Mezzo milione di copie vendute in appena una settimana, e per giunta nel periodo più caotico dell’anno per il mondo dei videogiochi. Il Gothic 1 Remake firmato da Alkimia Interactive e pubblicato da THQ Nordic ha tagliato un traguardo che molti, probabilmente, non si aspettavano in tempi così rapidi. Lo studio ha confermato di aver superato le 500.000 copie sul mercato digitale, e già questo numero da solo racconta parecchio.
Gothic 1 Remake: un debutto solido nel mezzo del Summer Game Fest
Il dato non impressiona soltanto per la cifra in sé. A renderlo notevole è soprattutto il contesto in cui è arrivato. Parliamo del Summer Game Fest 2026, ovvero uno dei momenti più rumorosi e affollati di tutto il calendario videoludico, quello in cui annunci, trailer e nuove uscite si accavallano uno dietro l’altro lasciando poco spazio ai titoli che non urlano abbastanza forte. Riuscire a emergere lì in mezzo, con un risultato del genere, non è cosa da poco.
In un periodo così denso di proposte, il Gothic 1 Remake è riuscito comunque a farsi notare e a conquistare un pubblico ampio fin dai primissimi giorni. Quel mezzo milione di copie, raggiunto mentre l’attenzione generale era contesa da decine di altre produzioni, dice qualcosa sulla fame che esisteva attorno a questo progetto.
L’eredità di un classico del 2001
Va detto che questo remake era atteso da tempo, e non da ieri. La sua gestazione è stata lunga, e l’aspettativa che si era costruita attorno al ritorno della saga ha probabilmente giocato un ruolo importante in questo lancio così riuscito. Chi seguiva il progetto sapeva bene di cosa si stesse parlando.

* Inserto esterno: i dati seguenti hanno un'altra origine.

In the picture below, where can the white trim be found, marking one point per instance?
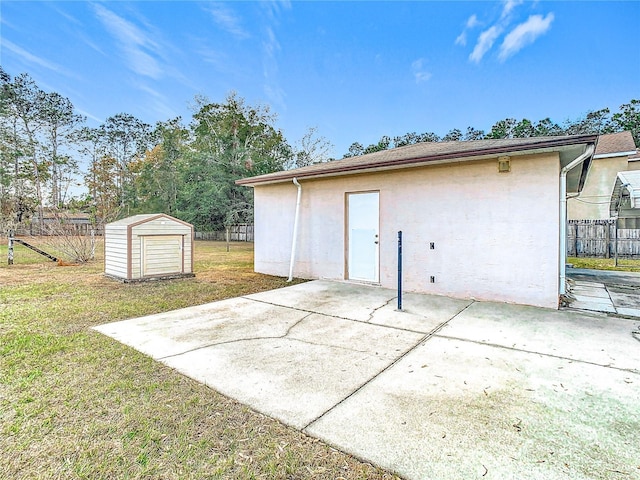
(616, 154)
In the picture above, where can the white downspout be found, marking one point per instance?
(563, 215)
(294, 241)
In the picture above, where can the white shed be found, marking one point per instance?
(146, 247)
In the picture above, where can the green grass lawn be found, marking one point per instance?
(76, 404)
(624, 264)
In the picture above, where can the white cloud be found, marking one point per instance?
(524, 34)
(509, 5)
(484, 43)
(419, 71)
(136, 45)
(472, 21)
(227, 20)
(33, 59)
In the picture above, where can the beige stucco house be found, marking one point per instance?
(480, 219)
(615, 152)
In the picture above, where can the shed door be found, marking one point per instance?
(162, 254)
(363, 242)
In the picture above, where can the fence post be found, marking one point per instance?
(10, 251)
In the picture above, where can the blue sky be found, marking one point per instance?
(355, 70)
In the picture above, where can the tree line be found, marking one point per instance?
(131, 167)
(187, 170)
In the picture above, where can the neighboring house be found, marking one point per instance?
(480, 219)
(625, 199)
(56, 221)
(615, 152)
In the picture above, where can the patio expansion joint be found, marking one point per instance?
(367, 322)
(551, 355)
(420, 342)
(375, 310)
(244, 339)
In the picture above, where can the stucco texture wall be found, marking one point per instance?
(496, 235)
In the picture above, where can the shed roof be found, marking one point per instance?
(625, 198)
(428, 153)
(144, 218)
(614, 144)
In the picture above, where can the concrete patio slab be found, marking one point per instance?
(338, 299)
(180, 331)
(446, 389)
(298, 378)
(454, 409)
(593, 306)
(590, 291)
(594, 339)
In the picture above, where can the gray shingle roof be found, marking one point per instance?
(423, 154)
(610, 143)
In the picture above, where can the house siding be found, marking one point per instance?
(495, 234)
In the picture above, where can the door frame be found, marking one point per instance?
(346, 237)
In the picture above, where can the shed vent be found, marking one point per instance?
(504, 164)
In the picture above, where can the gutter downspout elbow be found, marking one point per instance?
(294, 242)
(563, 214)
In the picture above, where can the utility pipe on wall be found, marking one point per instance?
(563, 214)
(294, 241)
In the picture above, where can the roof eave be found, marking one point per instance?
(449, 157)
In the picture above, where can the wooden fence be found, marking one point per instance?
(237, 233)
(599, 238)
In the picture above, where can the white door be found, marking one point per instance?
(161, 255)
(364, 240)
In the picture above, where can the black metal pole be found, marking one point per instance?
(10, 250)
(400, 270)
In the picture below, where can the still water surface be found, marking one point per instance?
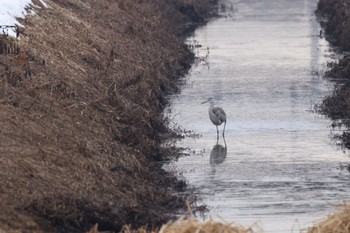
(280, 167)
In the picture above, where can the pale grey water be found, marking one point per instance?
(280, 168)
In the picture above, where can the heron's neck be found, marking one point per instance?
(211, 105)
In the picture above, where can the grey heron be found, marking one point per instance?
(217, 115)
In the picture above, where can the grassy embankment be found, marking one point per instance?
(81, 96)
(335, 19)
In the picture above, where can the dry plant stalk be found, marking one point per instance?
(338, 222)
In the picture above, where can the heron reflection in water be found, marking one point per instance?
(217, 116)
(218, 154)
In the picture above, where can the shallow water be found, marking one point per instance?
(280, 168)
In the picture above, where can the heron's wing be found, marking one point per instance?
(219, 112)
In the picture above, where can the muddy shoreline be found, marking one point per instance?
(334, 17)
(81, 94)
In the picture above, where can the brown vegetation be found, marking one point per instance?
(338, 222)
(335, 19)
(81, 95)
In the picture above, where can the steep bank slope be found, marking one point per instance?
(81, 95)
(337, 30)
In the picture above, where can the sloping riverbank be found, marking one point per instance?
(81, 95)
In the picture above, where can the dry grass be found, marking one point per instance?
(338, 222)
(192, 226)
(80, 115)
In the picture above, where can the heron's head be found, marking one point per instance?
(210, 100)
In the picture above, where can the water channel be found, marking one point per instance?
(280, 168)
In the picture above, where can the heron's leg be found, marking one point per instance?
(223, 132)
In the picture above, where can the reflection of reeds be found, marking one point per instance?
(338, 222)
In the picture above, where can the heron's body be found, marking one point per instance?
(217, 115)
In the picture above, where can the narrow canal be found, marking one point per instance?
(280, 168)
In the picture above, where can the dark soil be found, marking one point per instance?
(334, 16)
(81, 96)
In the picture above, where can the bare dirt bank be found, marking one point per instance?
(335, 19)
(81, 95)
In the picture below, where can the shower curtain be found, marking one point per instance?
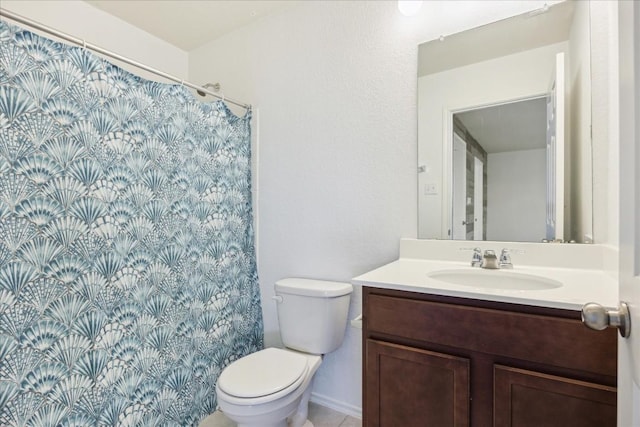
(127, 266)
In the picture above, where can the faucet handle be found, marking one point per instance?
(476, 259)
(505, 259)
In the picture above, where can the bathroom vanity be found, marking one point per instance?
(439, 354)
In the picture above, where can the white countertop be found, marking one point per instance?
(579, 286)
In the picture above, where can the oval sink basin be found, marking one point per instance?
(495, 279)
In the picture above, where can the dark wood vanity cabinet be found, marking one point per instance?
(441, 361)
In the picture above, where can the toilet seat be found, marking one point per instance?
(263, 376)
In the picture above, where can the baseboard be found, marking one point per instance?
(345, 408)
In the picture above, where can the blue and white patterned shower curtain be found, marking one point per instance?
(127, 267)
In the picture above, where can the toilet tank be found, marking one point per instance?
(312, 313)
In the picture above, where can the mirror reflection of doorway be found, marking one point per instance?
(468, 193)
(505, 171)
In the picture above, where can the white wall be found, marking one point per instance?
(334, 86)
(516, 195)
(579, 186)
(81, 20)
(605, 110)
(516, 76)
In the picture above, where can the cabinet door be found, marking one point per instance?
(407, 387)
(526, 398)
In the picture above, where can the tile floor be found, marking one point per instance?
(320, 416)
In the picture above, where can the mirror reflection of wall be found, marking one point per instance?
(495, 66)
(509, 145)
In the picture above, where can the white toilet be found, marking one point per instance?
(271, 388)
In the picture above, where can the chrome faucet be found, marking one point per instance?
(476, 259)
(505, 259)
(489, 260)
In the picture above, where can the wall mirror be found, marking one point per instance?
(504, 130)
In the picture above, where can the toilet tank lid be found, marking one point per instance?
(313, 288)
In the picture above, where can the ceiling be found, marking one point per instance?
(526, 31)
(188, 24)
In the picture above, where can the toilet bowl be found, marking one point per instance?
(278, 393)
(272, 387)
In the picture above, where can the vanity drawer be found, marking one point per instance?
(529, 337)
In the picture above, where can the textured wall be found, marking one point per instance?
(127, 269)
(334, 85)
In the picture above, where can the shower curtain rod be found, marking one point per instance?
(81, 42)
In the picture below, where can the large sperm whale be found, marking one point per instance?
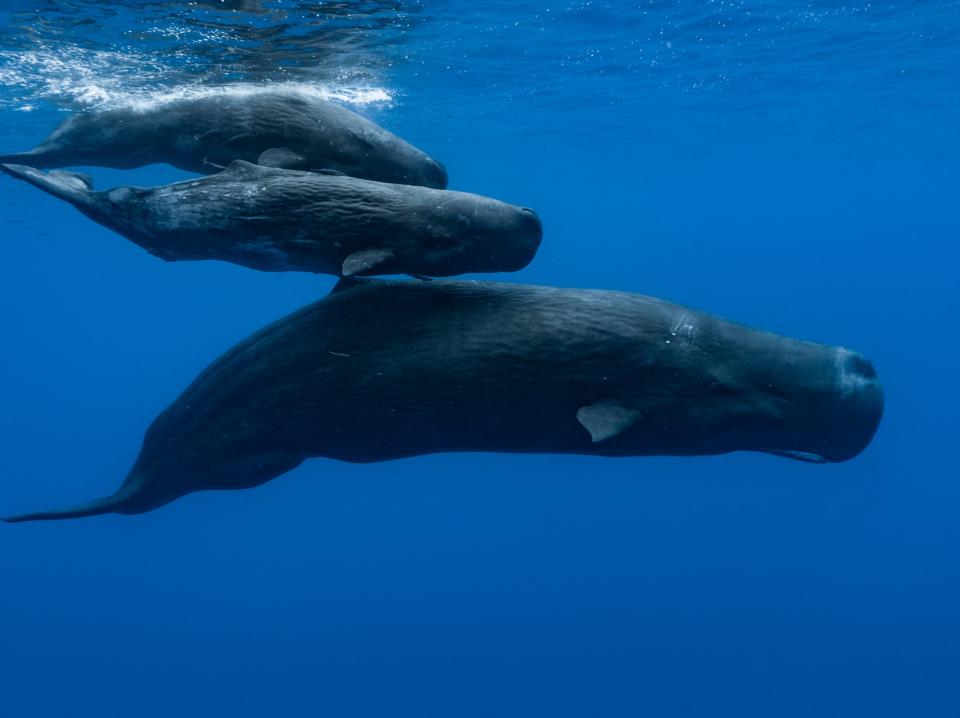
(385, 369)
(280, 128)
(280, 220)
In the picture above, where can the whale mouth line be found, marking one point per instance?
(805, 456)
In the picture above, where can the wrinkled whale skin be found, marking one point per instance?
(287, 220)
(205, 134)
(386, 369)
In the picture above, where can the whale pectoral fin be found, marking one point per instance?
(606, 419)
(366, 261)
(72, 178)
(282, 158)
(71, 186)
(107, 505)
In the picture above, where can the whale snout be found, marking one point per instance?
(860, 406)
(852, 418)
(526, 238)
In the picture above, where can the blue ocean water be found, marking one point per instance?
(790, 165)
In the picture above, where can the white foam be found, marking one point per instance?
(75, 77)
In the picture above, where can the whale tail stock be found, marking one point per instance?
(114, 503)
(73, 187)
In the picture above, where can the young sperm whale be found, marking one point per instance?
(385, 369)
(286, 220)
(204, 134)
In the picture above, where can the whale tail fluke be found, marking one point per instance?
(73, 187)
(107, 505)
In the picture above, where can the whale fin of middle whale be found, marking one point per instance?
(366, 261)
(74, 187)
(606, 419)
(282, 158)
(106, 505)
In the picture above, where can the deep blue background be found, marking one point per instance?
(465, 585)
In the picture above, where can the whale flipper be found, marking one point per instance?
(606, 419)
(366, 261)
(282, 158)
(106, 505)
(74, 187)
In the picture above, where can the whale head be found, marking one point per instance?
(479, 235)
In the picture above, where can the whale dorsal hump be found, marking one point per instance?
(242, 168)
(366, 261)
(606, 419)
(345, 284)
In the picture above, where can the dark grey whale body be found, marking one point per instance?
(382, 370)
(286, 220)
(279, 128)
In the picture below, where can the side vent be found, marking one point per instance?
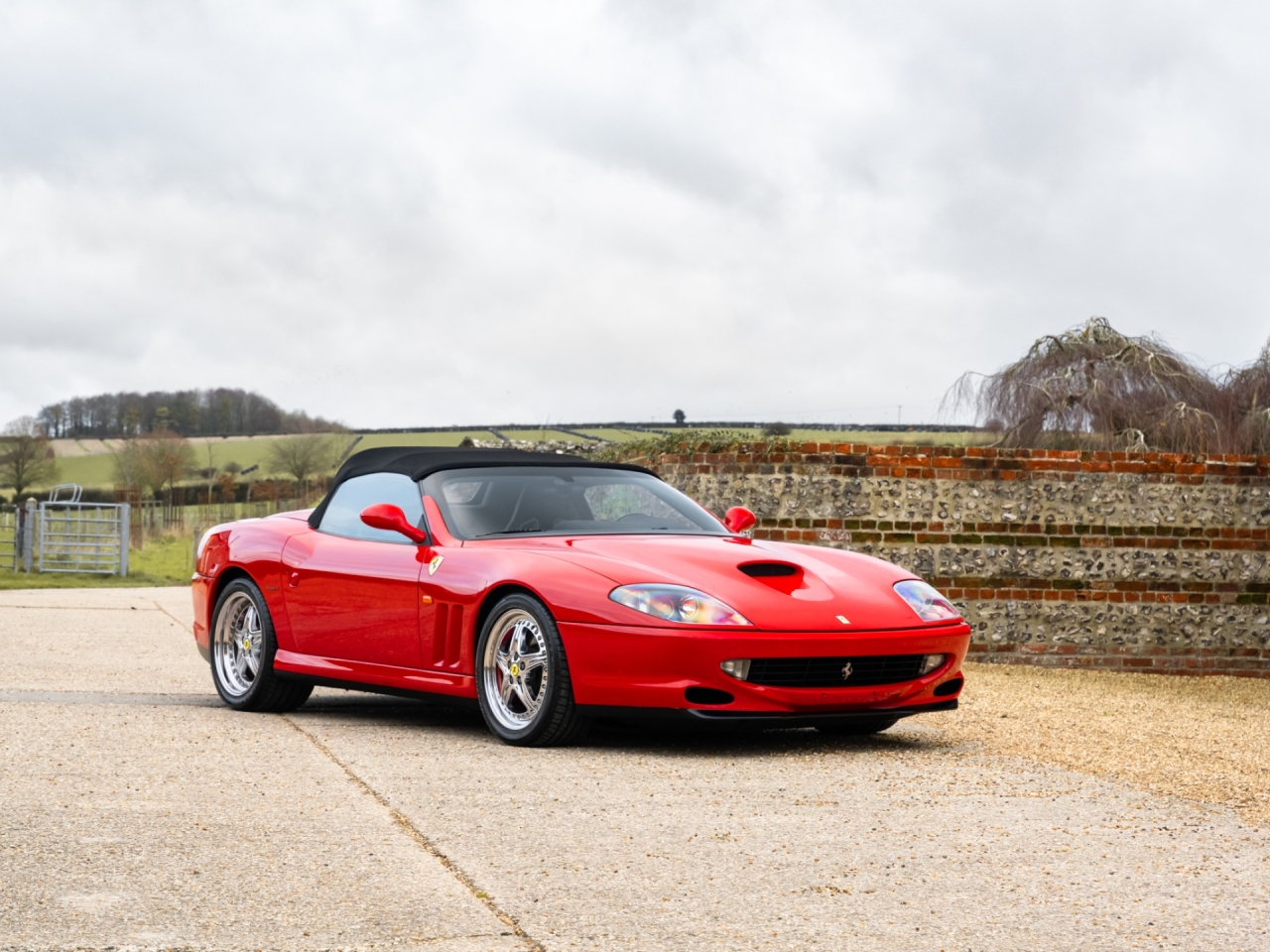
(454, 638)
(769, 570)
(441, 625)
(447, 636)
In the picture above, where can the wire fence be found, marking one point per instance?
(155, 518)
(9, 544)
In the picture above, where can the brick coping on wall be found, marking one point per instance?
(1232, 662)
(968, 462)
(980, 463)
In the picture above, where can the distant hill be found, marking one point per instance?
(190, 413)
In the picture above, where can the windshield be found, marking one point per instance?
(513, 500)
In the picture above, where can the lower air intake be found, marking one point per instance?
(834, 671)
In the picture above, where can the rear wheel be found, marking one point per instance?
(857, 726)
(243, 651)
(522, 676)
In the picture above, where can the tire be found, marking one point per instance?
(857, 728)
(522, 676)
(243, 651)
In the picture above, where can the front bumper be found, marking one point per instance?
(630, 666)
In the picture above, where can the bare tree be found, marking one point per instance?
(303, 457)
(1092, 386)
(26, 456)
(128, 467)
(166, 460)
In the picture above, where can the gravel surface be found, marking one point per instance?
(1202, 739)
(1102, 811)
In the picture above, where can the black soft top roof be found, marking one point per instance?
(418, 462)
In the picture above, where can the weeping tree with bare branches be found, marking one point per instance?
(1093, 388)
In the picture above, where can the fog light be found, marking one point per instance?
(931, 661)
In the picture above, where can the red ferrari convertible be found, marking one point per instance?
(554, 590)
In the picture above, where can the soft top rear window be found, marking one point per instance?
(521, 500)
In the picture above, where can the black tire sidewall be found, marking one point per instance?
(559, 685)
(252, 698)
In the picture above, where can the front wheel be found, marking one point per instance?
(522, 676)
(243, 649)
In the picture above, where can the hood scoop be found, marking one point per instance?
(770, 570)
(783, 576)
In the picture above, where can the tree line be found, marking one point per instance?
(155, 462)
(221, 412)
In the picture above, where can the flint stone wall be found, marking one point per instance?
(1148, 561)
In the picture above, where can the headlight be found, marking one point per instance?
(676, 603)
(931, 661)
(924, 599)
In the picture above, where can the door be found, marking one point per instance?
(352, 592)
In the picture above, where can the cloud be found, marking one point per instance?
(404, 213)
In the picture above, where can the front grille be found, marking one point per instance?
(826, 671)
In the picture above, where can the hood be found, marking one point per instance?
(778, 587)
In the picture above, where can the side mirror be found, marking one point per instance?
(385, 516)
(739, 518)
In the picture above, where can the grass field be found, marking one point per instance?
(96, 470)
(163, 561)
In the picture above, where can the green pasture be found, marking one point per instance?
(163, 561)
(96, 471)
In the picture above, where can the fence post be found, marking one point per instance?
(125, 537)
(28, 536)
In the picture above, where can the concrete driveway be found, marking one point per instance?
(136, 811)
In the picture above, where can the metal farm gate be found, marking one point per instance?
(82, 537)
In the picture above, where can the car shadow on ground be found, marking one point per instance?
(636, 738)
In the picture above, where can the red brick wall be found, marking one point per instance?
(1201, 622)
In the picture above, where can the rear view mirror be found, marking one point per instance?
(739, 518)
(385, 516)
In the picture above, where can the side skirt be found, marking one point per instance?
(380, 678)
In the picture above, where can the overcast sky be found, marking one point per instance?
(423, 213)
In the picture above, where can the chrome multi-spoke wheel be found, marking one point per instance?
(243, 649)
(238, 644)
(517, 669)
(522, 678)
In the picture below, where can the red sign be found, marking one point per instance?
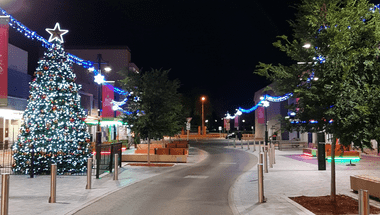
(260, 115)
(237, 122)
(4, 29)
(108, 96)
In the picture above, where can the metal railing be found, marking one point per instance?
(105, 154)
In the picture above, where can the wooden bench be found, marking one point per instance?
(366, 182)
(291, 144)
(311, 152)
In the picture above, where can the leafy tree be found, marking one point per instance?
(338, 86)
(154, 105)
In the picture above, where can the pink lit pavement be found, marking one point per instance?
(296, 175)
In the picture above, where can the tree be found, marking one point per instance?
(338, 86)
(54, 130)
(154, 106)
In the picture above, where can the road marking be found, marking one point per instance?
(197, 176)
(228, 163)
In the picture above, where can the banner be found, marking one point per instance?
(4, 29)
(107, 96)
(236, 125)
(260, 115)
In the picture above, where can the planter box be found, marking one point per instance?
(181, 145)
(176, 151)
(163, 151)
(144, 151)
(365, 182)
(171, 145)
(155, 158)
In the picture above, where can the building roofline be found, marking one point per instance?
(98, 47)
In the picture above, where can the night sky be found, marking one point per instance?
(212, 47)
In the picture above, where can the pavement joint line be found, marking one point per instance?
(91, 201)
(306, 211)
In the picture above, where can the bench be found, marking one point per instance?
(366, 182)
(291, 144)
(310, 151)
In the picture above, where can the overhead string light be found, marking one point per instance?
(46, 44)
(267, 98)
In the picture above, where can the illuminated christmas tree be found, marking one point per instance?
(53, 127)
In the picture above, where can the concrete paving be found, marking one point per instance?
(292, 175)
(295, 175)
(31, 195)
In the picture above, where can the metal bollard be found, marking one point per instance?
(363, 202)
(270, 156)
(261, 179)
(116, 172)
(89, 173)
(265, 161)
(53, 183)
(259, 147)
(4, 193)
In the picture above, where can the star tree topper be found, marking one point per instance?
(56, 33)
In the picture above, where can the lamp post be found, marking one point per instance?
(203, 117)
(265, 105)
(100, 80)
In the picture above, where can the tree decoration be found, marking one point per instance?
(53, 142)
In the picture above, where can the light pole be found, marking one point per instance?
(100, 80)
(265, 105)
(203, 117)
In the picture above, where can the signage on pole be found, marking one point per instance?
(107, 96)
(4, 29)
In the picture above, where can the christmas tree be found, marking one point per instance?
(53, 128)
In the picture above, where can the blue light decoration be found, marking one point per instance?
(46, 44)
(267, 98)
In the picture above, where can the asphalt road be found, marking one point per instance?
(202, 188)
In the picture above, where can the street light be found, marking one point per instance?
(100, 80)
(266, 104)
(203, 116)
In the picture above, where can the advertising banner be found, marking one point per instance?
(4, 29)
(260, 115)
(236, 125)
(107, 96)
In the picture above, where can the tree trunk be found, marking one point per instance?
(333, 185)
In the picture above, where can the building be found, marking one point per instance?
(275, 112)
(119, 59)
(16, 87)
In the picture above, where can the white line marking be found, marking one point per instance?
(197, 176)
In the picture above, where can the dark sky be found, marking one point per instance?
(212, 47)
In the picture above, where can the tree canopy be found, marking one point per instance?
(154, 105)
(338, 82)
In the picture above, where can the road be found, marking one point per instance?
(202, 188)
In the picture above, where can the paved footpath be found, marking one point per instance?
(295, 175)
(31, 195)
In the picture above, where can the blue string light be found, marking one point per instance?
(267, 98)
(46, 44)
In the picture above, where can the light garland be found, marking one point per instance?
(267, 98)
(45, 43)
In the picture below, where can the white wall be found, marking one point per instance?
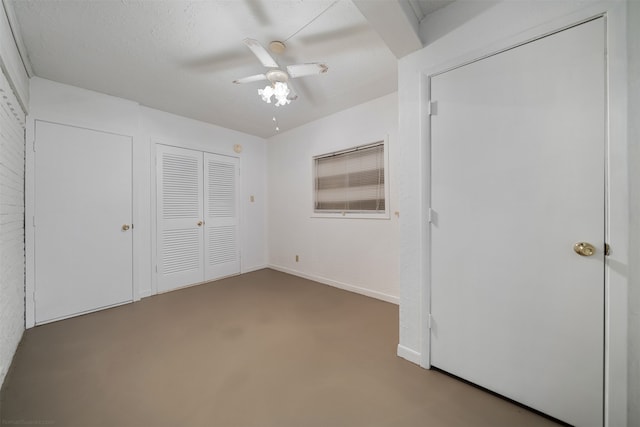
(10, 60)
(360, 255)
(465, 31)
(14, 93)
(633, 25)
(12, 263)
(70, 105)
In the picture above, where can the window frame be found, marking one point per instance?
(354, 214)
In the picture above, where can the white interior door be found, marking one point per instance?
(518, 177)
(179, 217)
(222, 251)
(83, 197)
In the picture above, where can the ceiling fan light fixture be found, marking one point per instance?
(279, 90)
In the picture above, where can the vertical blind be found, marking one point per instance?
(351, 180)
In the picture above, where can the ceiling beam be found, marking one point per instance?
(395, 22)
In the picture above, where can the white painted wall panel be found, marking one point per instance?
(633, 47)
(60, 103)
(10, 60)
(360, 255)
(12, 261)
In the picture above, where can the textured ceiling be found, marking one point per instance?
(182, 56)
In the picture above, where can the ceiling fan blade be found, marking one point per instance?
(256, 78)
(309, 69)
(292, 92)
(261, 53)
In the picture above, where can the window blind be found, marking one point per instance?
(351, 180)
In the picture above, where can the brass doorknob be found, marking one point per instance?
(584, 249)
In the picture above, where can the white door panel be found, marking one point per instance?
(83, 197)
(179, 217)
(222, 251)
(518, 175)
(197, 215)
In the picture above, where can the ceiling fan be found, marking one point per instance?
(279, 86)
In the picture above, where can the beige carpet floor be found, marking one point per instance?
(264, 349)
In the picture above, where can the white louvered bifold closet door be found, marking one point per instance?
(221, 248)
(179, 216)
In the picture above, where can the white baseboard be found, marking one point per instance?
(351, 288)
(144, 294)
(408, 354)
(254, 268)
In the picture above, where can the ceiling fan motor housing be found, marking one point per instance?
(277, 76)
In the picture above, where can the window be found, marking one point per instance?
(351, 181)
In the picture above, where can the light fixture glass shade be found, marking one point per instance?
(279, 90)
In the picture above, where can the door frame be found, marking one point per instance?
(616, 197)
(154, 206)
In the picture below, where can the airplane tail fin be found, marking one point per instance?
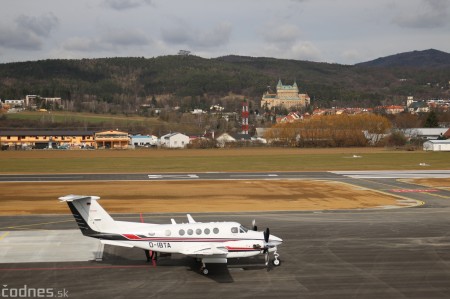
(91, 218)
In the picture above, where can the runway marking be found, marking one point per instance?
(75, 268)
(4, 236)
(253, 175)
(413, 190)
(172, 176)
(34, 224)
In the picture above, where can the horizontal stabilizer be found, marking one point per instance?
(190, 219)
(73, 197)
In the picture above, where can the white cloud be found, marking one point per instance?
(184, 34)
(126, 4)
(429, 14)
(110, 41)
(28, 33)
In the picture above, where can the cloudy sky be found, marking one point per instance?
(335, 31)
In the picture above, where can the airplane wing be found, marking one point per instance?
(206, 250)
(115, 243)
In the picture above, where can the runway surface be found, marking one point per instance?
(393, 253)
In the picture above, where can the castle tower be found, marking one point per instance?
(245, 115)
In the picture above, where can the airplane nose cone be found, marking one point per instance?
(275, 240)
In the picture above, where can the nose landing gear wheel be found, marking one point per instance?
(276, 262)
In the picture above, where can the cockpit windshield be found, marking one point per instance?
(243, 229)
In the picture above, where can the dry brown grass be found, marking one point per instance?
(435, 183)
(198, 196)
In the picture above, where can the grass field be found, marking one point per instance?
(204, 196)
(244, 159)
(184, 196)
(64, 116)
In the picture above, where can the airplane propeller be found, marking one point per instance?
(149, 254)
(266, 245)
(254, 227)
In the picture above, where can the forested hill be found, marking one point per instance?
(420, 59)
(110, 79)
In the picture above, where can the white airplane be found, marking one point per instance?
(209, 242)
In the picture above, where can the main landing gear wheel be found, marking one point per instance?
(276, 262)
(204, 270)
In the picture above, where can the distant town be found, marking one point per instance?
(285, 108)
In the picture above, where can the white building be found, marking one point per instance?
(143, 140)
(436, 145)
(174, 140)
(425, 133)
(223, 139)
(15, 103)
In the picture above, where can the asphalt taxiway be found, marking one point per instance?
(384, 253)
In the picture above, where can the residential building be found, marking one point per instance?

C’è poi il peso della storia. Gothic, nella sua versione originale, è stato un titolo capace di lasciare il segno quando arrivò nel lontano 2001. All’epoca rappresentò un punto di riferimento, un’uscita che ha influenzato il modo di concepire un certo tipo di gioco di ruolo. Questo retaggio, questa riconoscibilità costruita negli anni, ha offerto al remake un vantaggio non da poco rispetto a un RPG qualsiasi che debba partire da zero per costruirsi un nome.
Il legame con quel classico, insomma, ha fatto la differenza. Un pubblico già affezionato, una reputazione consolidata e l’attesa accumulata durante lo sviluppo si sono incontrati nel momento giusto, portando Alkimia Interactive a centrare un risultato che pochi titoli riescono a ottenere in così pochi giorni sul mercato.